[net.unix-wizards] Maybe there should be a new flag to open

day@kovacs.UUCP (Dave Yost) (10/14/85)

Say a program wants to open a file and read it.
Say this `file' is really a directory.  The
program reads it, finds the file contains what it
considers garbage, and tells the hapless user
that the file doesn't make sense.  A more useful
error message would tell the user that the object
was a directory, not a file.

Now what is a program to do?  Always do an fstat
on a file and see what it is whenever it finds
nonsense?  Ha!

What if:

    If the O_FILE_TYPE flag to open(2) is set, the
next argument is a bitmask of the allowed file
types that the file may be.  If it is not one of
these types, the open will fail.  The bits in
the bitmask are numbered starting with the least
significant as 0, each bit corresponding to a
value in the S_IFMT field of the st_mode word
(taken as if it were declared as a bit field).

Programs could easily be upgraded to insist on
files when they want files, opendir(3) could
insist that what it is opening is a directory, etc.

--dave yost

guy@sun.uucp (Guy Harris) (10/17/85)

> Programs could easily be upgraded to insist on
> files when they want files, opendir(3) could
> insist that what it is opening is a directory, etc.

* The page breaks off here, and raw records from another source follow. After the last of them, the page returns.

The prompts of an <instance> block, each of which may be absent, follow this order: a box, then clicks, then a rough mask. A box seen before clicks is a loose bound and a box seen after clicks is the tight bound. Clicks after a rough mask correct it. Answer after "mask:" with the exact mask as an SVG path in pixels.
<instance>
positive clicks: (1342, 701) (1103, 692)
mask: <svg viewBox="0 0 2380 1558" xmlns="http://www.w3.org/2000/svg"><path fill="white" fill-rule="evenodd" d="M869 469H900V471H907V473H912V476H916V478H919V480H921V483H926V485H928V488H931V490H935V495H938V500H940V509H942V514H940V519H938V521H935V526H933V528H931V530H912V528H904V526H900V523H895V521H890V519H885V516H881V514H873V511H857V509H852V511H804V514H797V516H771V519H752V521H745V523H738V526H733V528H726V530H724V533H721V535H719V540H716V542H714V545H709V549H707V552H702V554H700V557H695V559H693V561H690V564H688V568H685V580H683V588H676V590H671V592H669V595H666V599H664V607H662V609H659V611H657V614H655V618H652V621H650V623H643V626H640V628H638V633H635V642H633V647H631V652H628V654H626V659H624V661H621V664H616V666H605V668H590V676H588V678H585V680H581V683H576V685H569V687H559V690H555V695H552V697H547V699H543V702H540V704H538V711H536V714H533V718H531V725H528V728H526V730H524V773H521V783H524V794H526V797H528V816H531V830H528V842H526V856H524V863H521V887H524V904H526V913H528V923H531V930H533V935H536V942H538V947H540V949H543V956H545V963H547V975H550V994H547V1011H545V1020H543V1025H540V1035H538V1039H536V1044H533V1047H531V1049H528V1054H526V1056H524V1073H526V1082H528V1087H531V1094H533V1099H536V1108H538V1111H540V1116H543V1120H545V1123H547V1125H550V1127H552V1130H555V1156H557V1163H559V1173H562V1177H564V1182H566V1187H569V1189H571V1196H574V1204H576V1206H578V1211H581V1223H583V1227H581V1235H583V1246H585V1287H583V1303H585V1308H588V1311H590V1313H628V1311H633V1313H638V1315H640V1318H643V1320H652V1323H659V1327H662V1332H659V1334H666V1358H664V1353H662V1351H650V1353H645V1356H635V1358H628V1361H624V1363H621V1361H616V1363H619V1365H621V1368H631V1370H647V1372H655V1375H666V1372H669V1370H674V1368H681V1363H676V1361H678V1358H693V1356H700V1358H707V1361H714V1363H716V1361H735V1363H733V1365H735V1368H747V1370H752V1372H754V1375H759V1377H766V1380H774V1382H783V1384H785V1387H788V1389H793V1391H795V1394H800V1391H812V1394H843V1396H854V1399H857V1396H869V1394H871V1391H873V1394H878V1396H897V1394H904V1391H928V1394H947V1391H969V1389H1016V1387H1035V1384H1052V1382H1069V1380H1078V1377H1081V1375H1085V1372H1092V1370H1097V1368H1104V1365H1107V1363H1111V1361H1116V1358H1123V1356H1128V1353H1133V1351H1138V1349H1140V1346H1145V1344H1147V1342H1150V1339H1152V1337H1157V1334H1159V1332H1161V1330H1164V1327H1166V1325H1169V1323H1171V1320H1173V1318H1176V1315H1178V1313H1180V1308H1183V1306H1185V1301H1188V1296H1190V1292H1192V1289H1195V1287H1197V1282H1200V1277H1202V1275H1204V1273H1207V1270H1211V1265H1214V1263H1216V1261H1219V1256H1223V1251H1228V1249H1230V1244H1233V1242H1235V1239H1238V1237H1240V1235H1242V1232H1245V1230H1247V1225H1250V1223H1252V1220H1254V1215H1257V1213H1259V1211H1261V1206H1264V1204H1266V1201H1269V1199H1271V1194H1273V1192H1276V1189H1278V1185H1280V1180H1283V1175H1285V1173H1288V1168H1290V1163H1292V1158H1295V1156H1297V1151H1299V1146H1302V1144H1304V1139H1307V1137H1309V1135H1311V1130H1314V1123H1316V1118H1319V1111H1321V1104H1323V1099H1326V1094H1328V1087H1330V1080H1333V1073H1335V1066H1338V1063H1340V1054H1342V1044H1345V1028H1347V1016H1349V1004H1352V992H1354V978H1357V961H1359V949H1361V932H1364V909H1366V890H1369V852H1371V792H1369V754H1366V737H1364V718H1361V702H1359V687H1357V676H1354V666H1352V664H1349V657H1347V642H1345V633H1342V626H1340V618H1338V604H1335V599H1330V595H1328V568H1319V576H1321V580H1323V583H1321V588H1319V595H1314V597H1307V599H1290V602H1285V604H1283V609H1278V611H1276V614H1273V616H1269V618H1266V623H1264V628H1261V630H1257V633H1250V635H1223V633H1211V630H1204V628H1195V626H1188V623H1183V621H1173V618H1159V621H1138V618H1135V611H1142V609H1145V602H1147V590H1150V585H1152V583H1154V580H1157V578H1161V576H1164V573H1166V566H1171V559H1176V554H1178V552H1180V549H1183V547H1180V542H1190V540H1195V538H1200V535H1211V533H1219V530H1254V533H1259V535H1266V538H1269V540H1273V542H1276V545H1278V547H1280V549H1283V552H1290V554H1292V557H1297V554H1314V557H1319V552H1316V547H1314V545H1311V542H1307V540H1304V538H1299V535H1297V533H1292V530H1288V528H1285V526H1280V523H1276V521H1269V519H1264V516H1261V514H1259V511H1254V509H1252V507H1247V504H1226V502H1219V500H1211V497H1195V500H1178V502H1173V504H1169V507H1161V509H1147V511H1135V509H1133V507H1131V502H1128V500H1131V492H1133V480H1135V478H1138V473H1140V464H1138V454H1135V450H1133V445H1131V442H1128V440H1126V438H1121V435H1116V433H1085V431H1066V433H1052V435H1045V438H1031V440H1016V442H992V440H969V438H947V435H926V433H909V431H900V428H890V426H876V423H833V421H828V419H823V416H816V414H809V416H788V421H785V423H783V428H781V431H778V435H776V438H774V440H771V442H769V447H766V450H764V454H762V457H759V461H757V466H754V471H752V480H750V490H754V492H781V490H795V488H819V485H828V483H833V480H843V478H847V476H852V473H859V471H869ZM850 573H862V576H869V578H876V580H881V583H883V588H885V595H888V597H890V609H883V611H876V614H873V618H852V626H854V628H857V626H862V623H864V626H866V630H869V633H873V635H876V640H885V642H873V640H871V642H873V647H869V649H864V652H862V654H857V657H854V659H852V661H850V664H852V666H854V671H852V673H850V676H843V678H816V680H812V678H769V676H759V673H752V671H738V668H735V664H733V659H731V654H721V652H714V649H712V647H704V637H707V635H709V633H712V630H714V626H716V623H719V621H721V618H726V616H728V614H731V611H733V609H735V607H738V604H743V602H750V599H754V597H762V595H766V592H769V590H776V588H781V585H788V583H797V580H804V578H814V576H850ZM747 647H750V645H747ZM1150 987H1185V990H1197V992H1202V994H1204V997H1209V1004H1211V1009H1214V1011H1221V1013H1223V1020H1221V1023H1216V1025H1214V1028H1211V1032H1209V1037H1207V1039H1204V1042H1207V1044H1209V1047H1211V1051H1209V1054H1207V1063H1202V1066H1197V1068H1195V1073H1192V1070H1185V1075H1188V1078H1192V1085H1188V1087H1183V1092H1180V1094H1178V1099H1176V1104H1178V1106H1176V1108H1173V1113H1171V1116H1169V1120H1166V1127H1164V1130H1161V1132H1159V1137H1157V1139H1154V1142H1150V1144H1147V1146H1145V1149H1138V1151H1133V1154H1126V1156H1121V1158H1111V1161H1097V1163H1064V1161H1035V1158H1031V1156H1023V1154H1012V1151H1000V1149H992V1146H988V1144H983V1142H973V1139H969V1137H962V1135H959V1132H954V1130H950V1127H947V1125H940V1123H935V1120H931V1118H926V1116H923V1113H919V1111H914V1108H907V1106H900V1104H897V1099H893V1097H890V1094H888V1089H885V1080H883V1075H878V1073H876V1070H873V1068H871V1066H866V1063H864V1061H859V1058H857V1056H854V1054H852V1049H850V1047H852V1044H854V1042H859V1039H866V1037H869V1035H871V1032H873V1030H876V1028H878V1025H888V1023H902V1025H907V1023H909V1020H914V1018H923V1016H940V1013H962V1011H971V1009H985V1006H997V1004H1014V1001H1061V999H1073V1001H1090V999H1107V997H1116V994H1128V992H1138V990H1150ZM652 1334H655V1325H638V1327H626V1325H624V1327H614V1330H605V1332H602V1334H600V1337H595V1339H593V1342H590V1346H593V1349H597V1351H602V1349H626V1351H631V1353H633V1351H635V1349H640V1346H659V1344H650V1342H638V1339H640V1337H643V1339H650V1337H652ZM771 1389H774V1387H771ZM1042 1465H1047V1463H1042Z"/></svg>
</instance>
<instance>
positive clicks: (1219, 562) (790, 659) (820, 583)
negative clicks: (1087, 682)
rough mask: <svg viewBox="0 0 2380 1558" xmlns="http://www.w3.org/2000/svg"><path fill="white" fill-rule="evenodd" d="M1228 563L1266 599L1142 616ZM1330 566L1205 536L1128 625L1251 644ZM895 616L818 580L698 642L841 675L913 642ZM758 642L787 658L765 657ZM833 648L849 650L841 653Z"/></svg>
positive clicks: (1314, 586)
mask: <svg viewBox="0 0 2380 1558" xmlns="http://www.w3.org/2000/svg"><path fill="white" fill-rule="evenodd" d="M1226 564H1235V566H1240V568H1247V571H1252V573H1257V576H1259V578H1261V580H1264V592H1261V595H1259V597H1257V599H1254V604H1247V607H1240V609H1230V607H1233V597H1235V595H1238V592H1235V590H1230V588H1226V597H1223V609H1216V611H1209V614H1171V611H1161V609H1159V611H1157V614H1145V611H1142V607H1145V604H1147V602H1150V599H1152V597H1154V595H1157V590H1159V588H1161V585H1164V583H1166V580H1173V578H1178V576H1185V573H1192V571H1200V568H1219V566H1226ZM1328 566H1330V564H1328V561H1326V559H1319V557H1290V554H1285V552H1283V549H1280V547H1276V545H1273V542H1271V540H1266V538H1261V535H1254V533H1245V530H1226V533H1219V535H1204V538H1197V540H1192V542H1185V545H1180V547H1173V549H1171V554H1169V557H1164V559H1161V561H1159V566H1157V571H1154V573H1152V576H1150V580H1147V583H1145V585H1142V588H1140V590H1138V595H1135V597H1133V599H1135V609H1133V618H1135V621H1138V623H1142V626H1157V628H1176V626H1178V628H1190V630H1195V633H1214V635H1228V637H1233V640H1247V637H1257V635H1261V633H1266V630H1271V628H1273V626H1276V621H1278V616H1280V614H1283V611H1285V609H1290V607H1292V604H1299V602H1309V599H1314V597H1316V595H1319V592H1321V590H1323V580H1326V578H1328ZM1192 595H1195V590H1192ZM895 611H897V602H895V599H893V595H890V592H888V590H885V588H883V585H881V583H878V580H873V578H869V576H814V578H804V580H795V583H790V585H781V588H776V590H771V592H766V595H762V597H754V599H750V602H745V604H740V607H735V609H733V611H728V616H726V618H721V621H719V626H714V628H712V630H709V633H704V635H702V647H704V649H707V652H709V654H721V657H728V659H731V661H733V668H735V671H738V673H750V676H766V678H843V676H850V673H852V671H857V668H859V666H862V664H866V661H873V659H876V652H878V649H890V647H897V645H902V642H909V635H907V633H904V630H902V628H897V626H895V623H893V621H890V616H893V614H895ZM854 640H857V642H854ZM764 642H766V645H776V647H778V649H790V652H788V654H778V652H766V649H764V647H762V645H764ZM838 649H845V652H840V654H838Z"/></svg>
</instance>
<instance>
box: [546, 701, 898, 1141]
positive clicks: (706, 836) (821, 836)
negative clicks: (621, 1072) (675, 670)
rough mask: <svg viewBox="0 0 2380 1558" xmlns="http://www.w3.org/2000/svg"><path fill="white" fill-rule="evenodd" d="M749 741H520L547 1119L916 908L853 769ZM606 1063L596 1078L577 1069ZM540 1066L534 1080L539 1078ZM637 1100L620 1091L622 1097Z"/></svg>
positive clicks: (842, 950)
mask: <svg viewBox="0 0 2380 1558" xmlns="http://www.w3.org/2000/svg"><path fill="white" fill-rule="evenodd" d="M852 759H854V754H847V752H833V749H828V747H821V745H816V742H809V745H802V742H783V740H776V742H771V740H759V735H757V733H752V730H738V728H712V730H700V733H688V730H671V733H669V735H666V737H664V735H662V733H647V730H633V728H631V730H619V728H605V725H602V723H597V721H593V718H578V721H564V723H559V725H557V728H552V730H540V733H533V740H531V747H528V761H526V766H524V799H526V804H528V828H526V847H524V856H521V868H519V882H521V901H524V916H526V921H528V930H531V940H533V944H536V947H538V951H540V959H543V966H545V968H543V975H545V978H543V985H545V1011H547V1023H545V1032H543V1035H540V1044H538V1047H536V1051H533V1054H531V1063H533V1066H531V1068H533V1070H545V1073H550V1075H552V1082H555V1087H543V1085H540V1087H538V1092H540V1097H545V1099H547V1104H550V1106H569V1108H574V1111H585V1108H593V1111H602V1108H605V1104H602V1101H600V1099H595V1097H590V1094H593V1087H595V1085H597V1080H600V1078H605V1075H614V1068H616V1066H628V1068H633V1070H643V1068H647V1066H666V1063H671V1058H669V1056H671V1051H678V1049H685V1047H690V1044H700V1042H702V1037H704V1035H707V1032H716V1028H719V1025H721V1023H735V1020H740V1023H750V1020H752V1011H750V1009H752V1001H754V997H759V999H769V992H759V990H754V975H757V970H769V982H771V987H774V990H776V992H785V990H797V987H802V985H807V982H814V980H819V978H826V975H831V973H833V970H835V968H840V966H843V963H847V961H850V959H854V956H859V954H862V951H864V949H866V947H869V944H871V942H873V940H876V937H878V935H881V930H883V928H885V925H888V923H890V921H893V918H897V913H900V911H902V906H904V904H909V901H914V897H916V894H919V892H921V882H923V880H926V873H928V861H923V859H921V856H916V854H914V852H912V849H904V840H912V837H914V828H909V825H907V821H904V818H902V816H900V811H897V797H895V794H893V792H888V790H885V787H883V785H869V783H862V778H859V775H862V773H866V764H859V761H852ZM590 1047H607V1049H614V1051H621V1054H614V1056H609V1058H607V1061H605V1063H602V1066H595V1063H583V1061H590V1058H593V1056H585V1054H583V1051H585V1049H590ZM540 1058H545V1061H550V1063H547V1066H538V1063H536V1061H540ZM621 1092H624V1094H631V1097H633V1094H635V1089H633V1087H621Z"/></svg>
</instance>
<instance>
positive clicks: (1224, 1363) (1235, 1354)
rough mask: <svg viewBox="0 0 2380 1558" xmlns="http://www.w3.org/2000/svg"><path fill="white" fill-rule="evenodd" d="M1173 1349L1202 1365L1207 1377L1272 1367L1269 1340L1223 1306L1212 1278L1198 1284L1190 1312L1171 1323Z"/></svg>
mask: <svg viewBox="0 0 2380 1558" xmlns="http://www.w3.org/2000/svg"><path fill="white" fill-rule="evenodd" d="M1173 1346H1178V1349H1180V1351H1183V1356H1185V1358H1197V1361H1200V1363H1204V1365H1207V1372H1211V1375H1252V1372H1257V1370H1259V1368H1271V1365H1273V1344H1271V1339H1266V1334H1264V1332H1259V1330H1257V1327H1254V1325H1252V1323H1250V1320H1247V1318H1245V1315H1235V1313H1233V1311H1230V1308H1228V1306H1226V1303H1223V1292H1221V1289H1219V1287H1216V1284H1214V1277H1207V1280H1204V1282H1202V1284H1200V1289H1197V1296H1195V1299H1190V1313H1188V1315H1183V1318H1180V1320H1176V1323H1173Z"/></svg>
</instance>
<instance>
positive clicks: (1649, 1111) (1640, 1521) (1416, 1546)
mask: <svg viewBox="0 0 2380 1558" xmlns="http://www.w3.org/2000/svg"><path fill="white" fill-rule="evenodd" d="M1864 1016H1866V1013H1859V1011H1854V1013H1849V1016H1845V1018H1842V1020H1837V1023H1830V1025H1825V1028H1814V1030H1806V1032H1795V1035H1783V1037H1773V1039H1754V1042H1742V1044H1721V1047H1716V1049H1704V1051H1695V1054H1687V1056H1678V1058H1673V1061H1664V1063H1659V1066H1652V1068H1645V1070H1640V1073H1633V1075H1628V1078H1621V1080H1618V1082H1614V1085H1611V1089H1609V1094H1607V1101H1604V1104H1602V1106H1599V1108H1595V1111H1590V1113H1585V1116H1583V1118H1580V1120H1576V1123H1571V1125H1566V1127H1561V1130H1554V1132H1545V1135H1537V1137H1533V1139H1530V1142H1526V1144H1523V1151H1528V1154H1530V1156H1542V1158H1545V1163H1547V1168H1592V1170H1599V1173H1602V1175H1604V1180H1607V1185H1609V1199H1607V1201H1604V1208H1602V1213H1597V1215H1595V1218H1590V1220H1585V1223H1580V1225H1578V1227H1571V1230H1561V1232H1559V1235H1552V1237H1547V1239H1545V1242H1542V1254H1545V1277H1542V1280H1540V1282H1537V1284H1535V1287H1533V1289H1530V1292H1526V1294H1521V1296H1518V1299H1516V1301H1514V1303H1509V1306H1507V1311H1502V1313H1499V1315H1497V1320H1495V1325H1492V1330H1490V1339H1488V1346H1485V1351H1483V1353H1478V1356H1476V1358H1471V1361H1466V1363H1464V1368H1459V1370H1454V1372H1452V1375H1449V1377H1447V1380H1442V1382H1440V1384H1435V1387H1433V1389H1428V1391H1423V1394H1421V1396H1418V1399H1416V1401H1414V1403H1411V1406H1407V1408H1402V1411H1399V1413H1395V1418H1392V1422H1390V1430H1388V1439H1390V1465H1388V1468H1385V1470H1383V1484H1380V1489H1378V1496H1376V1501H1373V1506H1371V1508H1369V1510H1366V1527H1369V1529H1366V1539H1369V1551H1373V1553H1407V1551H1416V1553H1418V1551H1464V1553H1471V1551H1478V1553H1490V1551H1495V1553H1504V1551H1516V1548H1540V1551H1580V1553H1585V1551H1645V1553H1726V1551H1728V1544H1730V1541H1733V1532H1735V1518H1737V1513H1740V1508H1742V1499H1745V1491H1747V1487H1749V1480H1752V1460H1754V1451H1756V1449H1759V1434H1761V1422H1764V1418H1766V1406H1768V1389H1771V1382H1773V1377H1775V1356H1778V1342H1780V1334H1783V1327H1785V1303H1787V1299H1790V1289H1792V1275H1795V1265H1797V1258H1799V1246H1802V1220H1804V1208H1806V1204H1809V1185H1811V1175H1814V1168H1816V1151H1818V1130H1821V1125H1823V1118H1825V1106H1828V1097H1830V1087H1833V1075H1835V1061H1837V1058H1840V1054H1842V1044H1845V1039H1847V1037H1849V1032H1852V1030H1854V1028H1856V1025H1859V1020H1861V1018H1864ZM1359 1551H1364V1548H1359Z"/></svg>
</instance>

Easily?  Do tell.  There are tons of programs out there that use "open".
Care to go change them all?

They could just as easily be changed to do an "fstat" and check the file
type.  Alternatively, you could add a library routine to do the checking.
There is certainly no need to add more features to the raw system call.

	Guy Harris

gwyn@brl-tgr.ARPA (Doug Gwyn <gwyn>) (10/19/85)

More importantly, the kernel cannot reasonably perform
all the validity checking on files that applications
might require, so each such application needs to do this
anyway.

If I found out that some system utility program refused
to work on ptys or other non-ordinary files for no good
reason other than attempting to "protect" the naive user,
I would be quite upset and would probably rip out the
silly restriction.

boyd@basser.oz (Boyd Roberts) (10/19/85)

It really must be head-through-the-terminal time.  Features, you want
features!  I want coherence, clean design and clarity of implementation.
I just can't believe the attitude of "I need this dubious feature because
I couldn't code up a solution without it".

But, anyway, if you want this crap, why not write it in user-mode.  That's
why we use C.  That's why we have functions.  You can poison your own domain,
but leave the rest of the place free from such pestilence.

When I see news items containing such puerile and infantile suggestions,
my first reaction is to put an axe through my terminal, find another one,
``su'' and ``rm -fr /usr/spool/news''.

I guess you could say I feel strongly about this.